This post originally appeared on Kzoo Connect, a great site that features the amazing things happening in Kalamazoo, Michigan.
He’s screaming again. It has been three hours of misery tonight watching him fuss and squirm and whine and scream. We’ve run the usual gamut of reactionary reconnaissance: Googling, entertaining, feeding, distracting, more Googling, message boarding, prodding. And he’s still screaming.
I feel the frustration filling my veins. I want to scream. But it’s not my son’s fault. This stress is my problem and it’s caused by one condition of my cognition: Comparing.
Every ounce of angst I feel is rooted in comparing my son. Comparing him to how he was yesterday. Comparing him to how I think he should be acting. Comparing him to the pseudo-perfect image I have of all my friends’ babies – advanced, sweet, and easy.
Parenting has taught me a lot about raising a child. But, it has taught me more about who I am. Each dad-dilemma with my son is just as much a battle against my own destructive thoughts. And, there is no thought that breaks down my ability to enjoy parenting than this endless comparing.
I realized this in the pool. We signed our son up for one of those aqua baby classes where kids float around like little chubs. Building awareness and safe habits around water is a good thing, but I find myself checking everything my son does against the other buoyant chubs.
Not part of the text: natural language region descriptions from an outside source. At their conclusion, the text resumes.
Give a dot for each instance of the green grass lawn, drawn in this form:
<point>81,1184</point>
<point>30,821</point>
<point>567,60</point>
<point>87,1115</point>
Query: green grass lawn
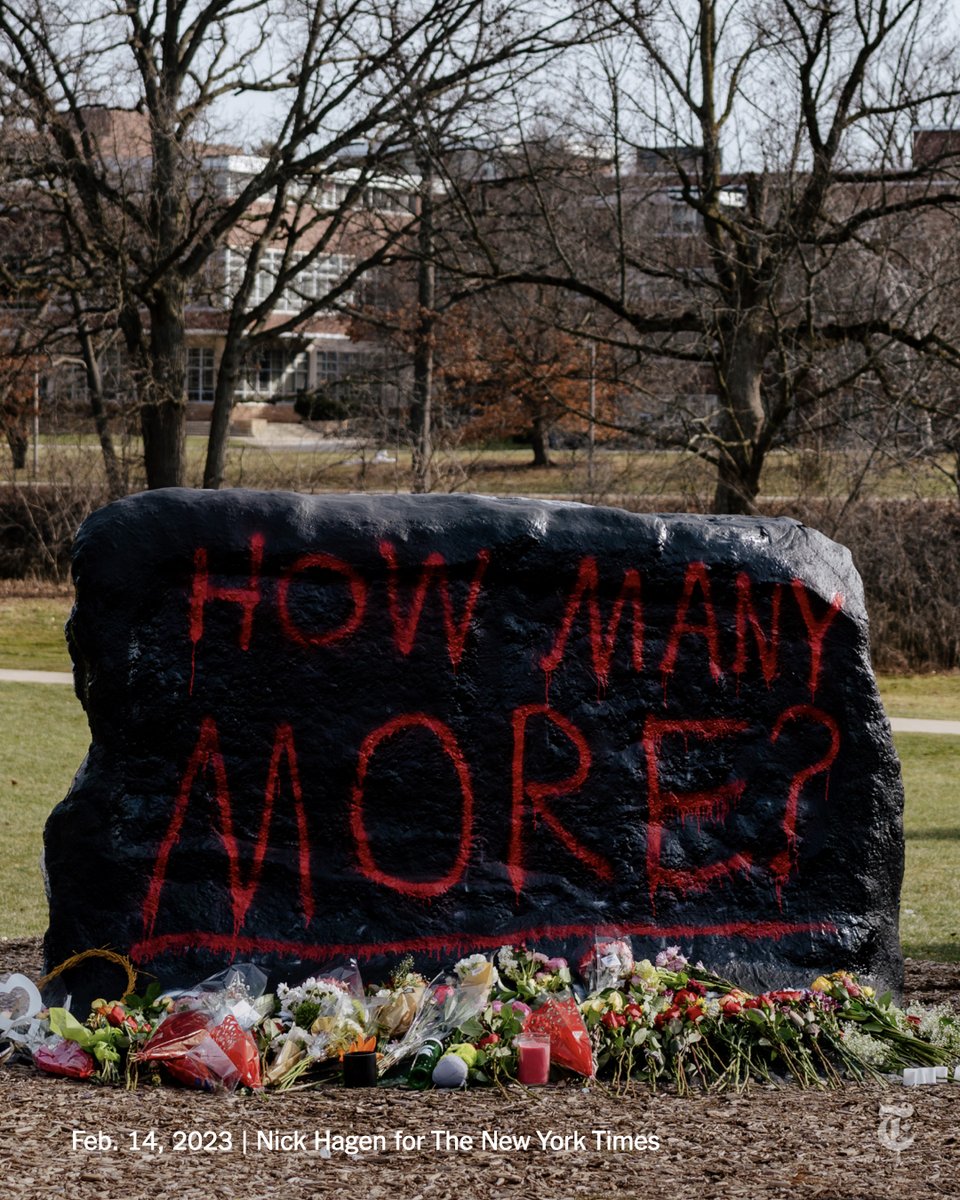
<point>43,742</point>
<point>31,633</point>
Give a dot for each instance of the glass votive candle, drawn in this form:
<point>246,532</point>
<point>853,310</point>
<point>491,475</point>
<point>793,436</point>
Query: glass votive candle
<point>533,1059</point>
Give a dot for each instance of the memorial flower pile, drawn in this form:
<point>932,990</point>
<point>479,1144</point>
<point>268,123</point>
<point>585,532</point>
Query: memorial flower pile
<point>663,1023</point>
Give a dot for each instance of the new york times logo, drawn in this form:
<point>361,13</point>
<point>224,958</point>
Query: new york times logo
<point>894,1129</point>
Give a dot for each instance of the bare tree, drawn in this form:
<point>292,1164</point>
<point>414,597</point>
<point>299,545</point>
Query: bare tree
<point>144,192</point>
<point>730,186</point>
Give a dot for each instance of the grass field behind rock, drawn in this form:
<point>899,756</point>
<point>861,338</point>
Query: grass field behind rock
<point>45,737</point>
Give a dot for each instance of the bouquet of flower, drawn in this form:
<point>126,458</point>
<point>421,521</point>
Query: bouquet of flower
<point>528,973</point>
<point>393,1008</point>
<point>492,1035</point>
<point>447,1003</point>
<point>607,964</point>
<point>322,1018</point>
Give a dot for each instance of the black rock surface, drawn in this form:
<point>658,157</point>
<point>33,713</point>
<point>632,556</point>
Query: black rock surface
<point>330,726</point>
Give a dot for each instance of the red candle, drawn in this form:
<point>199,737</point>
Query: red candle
<point>533,1066</point>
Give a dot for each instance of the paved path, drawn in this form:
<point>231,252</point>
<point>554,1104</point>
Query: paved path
<point>899,724</point>
<point>36,677</point>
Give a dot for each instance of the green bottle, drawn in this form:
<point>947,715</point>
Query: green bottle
<point>427,1056</point>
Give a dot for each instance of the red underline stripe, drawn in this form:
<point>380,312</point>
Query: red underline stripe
<point>228,943</point>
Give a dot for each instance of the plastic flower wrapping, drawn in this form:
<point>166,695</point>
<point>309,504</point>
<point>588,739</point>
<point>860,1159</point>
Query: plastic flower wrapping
<point>448,1002</point>
<point>661,1024</point>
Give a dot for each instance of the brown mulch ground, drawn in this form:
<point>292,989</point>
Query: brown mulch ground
<point>771,1143</point>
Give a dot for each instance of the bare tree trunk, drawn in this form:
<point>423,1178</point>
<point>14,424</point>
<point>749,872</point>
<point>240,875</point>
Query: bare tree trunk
<point>741,429</point>
<point>115,485</point>
<point>163,413</point>
<point>220,419</point>
<point>423,357</point>
<point>540,442</point>
<point>17,441</point>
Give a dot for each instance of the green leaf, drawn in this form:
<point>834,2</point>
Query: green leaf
<point>472,1030</point>
<point>65,1025</point>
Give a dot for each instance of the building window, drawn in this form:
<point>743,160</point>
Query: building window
<point>201,373</point>
<point>273,373</point>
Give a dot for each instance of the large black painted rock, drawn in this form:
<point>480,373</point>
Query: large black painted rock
<point>349,725</point>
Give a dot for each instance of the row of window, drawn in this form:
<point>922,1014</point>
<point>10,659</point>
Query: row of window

I compare how strong, how large, how alert he is relative to his peers. I compare how many pool balls he retrieves compared to the other, clearly inferior, children. He wins the competition I created and my comparison yields pride. The next week he retrieves less and I analyze his deficiencies. We need to ramp up tub time training.
In reality, I don’t take these thoughts seriously. But they exist. They hover. They nag at my sanity, always asking, “Is my son developing well enough? Could he be better?”
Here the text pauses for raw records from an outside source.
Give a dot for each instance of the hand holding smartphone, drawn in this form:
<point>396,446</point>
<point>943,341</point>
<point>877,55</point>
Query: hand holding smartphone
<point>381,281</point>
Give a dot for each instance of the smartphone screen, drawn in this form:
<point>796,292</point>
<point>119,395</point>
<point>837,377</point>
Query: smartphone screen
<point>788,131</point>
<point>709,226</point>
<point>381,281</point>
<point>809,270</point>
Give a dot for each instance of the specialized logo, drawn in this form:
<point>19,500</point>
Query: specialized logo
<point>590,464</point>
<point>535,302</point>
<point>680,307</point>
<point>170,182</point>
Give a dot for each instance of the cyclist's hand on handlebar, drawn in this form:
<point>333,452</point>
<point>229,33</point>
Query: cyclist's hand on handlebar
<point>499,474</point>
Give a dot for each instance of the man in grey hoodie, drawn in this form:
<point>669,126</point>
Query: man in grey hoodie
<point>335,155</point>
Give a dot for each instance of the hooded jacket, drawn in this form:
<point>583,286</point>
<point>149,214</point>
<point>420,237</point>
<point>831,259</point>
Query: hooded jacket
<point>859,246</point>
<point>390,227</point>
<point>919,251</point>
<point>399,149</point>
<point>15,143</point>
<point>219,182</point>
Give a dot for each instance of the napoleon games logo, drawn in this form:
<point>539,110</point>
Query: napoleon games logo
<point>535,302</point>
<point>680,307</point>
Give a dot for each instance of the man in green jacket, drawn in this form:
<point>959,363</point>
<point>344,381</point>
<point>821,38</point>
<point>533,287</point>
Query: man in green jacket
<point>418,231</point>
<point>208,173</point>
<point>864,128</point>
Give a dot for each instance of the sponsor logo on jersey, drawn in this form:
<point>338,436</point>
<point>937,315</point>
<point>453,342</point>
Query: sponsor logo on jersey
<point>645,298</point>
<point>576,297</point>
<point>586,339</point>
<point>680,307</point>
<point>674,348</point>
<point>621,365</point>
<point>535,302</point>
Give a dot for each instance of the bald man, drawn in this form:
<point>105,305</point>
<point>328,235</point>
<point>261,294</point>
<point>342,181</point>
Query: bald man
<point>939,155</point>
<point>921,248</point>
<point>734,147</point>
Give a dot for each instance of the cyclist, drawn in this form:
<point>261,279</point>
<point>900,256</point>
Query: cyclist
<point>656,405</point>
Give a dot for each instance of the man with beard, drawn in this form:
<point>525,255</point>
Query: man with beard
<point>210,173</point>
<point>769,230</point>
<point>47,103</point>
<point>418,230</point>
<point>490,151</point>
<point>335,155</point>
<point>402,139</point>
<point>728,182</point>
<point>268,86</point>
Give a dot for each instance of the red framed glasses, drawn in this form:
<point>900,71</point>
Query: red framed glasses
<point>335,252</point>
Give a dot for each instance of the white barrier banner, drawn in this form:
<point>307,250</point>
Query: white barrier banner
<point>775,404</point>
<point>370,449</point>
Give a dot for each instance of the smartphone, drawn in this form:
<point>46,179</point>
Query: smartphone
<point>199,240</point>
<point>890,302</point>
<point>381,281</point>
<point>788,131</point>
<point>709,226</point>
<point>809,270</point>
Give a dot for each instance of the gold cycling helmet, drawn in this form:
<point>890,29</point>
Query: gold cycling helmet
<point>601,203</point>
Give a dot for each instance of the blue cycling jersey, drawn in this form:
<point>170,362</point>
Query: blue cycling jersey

This cognitive cancer of comparison is always there. That baby is just chillin’ in the grocery cart. My son is jittering like a junkie. Is he “normal”? Social media fuels the fire. His baby is already crawling. Should my son be? Her kid already has three teeth. Will my boy need dentures? In these ruminating moments, I have to snap myself out of it.
Stop. Just be present with your son and be his dad, not his coach, not his doctor, not his publicist. Your son needs caring attention, not comparing evaluation. He needs someone who can react to his smiles and his cries instead of researching and designing “perfect plans.”
These are the thoughts that are making me a better dad.
Comparing can serve a purpose by motivating us to take action when our child is languishing. Basic criteria for child development is critical for things like, y’know, intelligent medical decisions. Lack of standards can do more harm than good – as a teacher I’ve seen the ill effects of laissez faire parenting. But, likewise as a teacher I’ve seen the ill effects of students – and parents – who never feel like they are “enough.”
More often than not we take our comparison to an extreme. We plague ourselves with the pursuit of perfection. It is not our job, not our capability, to control every variable. It’s our job to be there, in the moment, with our kids as much as possible. We need to be more present.
Sure, we can make plans and inform ourselves. We can use standards to help our kids grow and develop. But we have to check ourselves when our comparisons spiral.
It is this lesson that has changed my interactions with my child (and my own sanity). Even as my child is crying for the third straight hour, I am a better dad when I check my comparisons.
We are fathers, not perfectors. So go hug and play with your children. Enjoy who they are and stop worrying for once about who you want them to be.